Band Coaching sessions can help bands make significant improvements in a short space of time. This post explains what to expect from a CME band coaching session and how it’s different from a traditional band skills workshop.
Diagnoses and actions
Our Band Coaching sessions offer a full day, intensive session for individual bands. A team of tutors discuss the aspirations and goals of the band with its members, followed by a diagnostic session during a band performance. Practical advice, based on what the band want, is then offered, such as getting the best sound from equipment, tuning drums, vocal techniques, performance skills, how to work with sound engineers, etc.
Sessions take place at Access to Music in Norwich with two or three tutors. Bands are encouraged to bring their own equipment (if they have it).
- Questionnaire – band members complete a questionnaire to identify what they want to achieve from the day and their goals for the band. The answers are discussed as a group.
- Play/perform – the band play a few songs in front of the tutors.
- Analysis – band members and tutors discuss the performance in detail, identifying any issues or things that the band would like to change or do differently.
- Sin list – band members and tutors draw up a ‘sin list’ of common annoying/destructive traits in band members. This is a fun and non-confrontational way of encouraging self-awareness. Examples on the list – ‘jaffing’ loudly while a band mate is trying to tune up, being late often, not listening to others’ ideas, etc.
- Specifics – band members split into smaller groups or one-to-one to work on specific issues identified in the analysis section, e.g, achieving the desired sound from an amplifier, dynamics, technical skills, performance skills.
- Final play/perform – once these changes have been nailed the band play again to demonstrate the improvements.
- Action plan – band members create a list of actions to continue progressing beyond the session
How is this different from a regular band skills workshop?
CME has long run band skills workshops (or rock schools) for young musicians, or children who have just started to learn instruments. These one or two day sessions are typically delivered with groups of eight to 16 young people, who have usually not met before. The aim of band skills workshops is to engage, motivate and help young people improve their confidence and self-esteem and gain a better understanding of teamwork, as well as develop musical skills. A final ‘performance’ is there to give a focus to the day and to celebrate achievement – but producing a polished song is not a necessary output – it’s the learning journey that’s important.Band Coaching sessions are for bands who have already written songs and started gigging. It’s an intensive learning experience that requires critical self-analysis and a willingness to take on new ideas.

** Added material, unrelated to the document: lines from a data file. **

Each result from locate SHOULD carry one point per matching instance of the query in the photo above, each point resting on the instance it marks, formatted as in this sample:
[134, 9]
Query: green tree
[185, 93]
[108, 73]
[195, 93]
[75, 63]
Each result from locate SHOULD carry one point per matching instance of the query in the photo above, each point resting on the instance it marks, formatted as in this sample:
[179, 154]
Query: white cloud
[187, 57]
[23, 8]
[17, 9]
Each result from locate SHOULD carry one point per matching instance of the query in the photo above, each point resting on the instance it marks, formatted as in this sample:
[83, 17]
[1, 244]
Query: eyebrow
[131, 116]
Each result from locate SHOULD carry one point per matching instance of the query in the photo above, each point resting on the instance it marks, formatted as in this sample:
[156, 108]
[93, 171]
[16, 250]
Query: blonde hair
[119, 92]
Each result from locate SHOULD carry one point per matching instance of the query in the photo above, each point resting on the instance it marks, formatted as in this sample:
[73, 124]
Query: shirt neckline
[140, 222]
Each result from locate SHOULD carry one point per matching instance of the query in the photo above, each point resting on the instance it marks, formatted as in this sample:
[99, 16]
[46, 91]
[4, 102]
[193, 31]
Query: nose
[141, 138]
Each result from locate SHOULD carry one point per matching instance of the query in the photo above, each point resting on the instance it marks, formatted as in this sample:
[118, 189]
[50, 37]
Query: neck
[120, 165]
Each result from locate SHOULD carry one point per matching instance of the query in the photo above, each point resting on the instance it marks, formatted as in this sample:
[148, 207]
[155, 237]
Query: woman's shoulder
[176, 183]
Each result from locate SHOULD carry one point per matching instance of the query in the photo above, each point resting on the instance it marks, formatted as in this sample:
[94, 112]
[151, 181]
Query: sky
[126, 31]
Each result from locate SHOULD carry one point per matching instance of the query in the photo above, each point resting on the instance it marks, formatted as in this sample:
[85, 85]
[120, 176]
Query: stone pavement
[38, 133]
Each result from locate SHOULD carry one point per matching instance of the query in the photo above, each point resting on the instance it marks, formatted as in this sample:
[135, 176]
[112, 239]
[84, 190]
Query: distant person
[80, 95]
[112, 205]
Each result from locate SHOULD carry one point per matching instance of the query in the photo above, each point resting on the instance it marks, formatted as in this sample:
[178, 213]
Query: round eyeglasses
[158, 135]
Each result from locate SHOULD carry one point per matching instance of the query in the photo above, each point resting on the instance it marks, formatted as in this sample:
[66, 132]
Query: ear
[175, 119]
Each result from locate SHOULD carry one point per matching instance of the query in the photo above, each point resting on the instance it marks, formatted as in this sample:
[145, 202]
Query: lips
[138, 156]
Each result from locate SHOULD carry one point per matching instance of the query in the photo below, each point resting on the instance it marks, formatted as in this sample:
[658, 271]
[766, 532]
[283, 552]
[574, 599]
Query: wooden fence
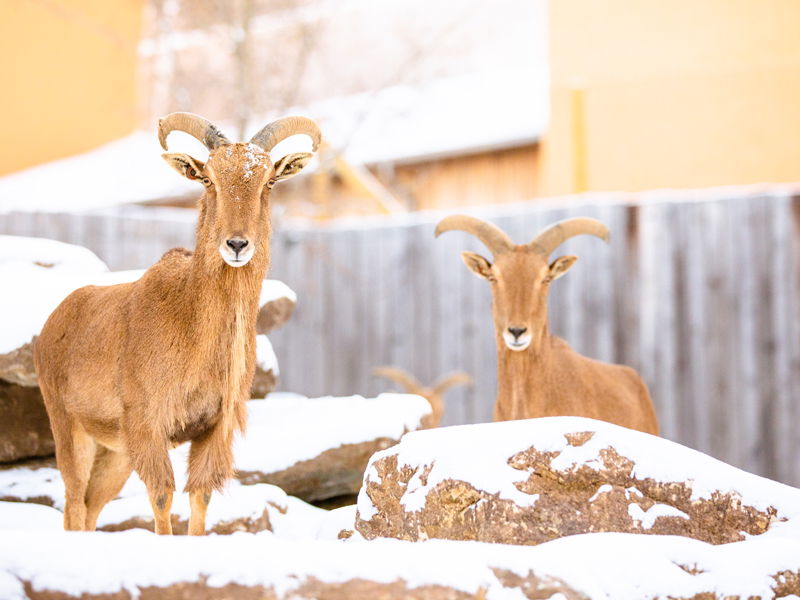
[700, 293]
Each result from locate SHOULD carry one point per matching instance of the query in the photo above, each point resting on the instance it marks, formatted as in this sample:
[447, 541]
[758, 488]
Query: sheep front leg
[210, 466]
[161, 502]
[198, 500]
[149, 457]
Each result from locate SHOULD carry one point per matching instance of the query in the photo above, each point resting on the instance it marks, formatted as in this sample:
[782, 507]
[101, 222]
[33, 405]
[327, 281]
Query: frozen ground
[600, 565]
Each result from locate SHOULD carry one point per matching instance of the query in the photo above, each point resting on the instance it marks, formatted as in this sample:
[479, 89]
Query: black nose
[236, 244]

CME tutor Paul Thompson says: “A Band Coaching session is a shortcut to learning essentials tips, which would normally take months or years of gigging and recording to find out. We point out common pitfalls and show them ways to avoid them. A common issue we’ve come across is a ‘muddy’ sound. So we look in detail at what space each players occupies in the sound spectrum and show them how to lose the muddy sound using the controls and EQs on their instruments and amps. It’s a straightforward and practical change that can quickly improve their sound.“Other aspects of the session are more sensitive – such as exploring relationships within the band, how they work together and how they can come to accept each other’s personalities or traits.“It’s important that it’s a positive experience so we take care not to push too far. We would only offer Band Coaching to bands who are ready for this next step.” So in conclusion, a Band Skills Workshop is a session which uses music making activities to engage, motivate and inspire; Band Coaching is a session designed to improve the sound and self-management of an existing band.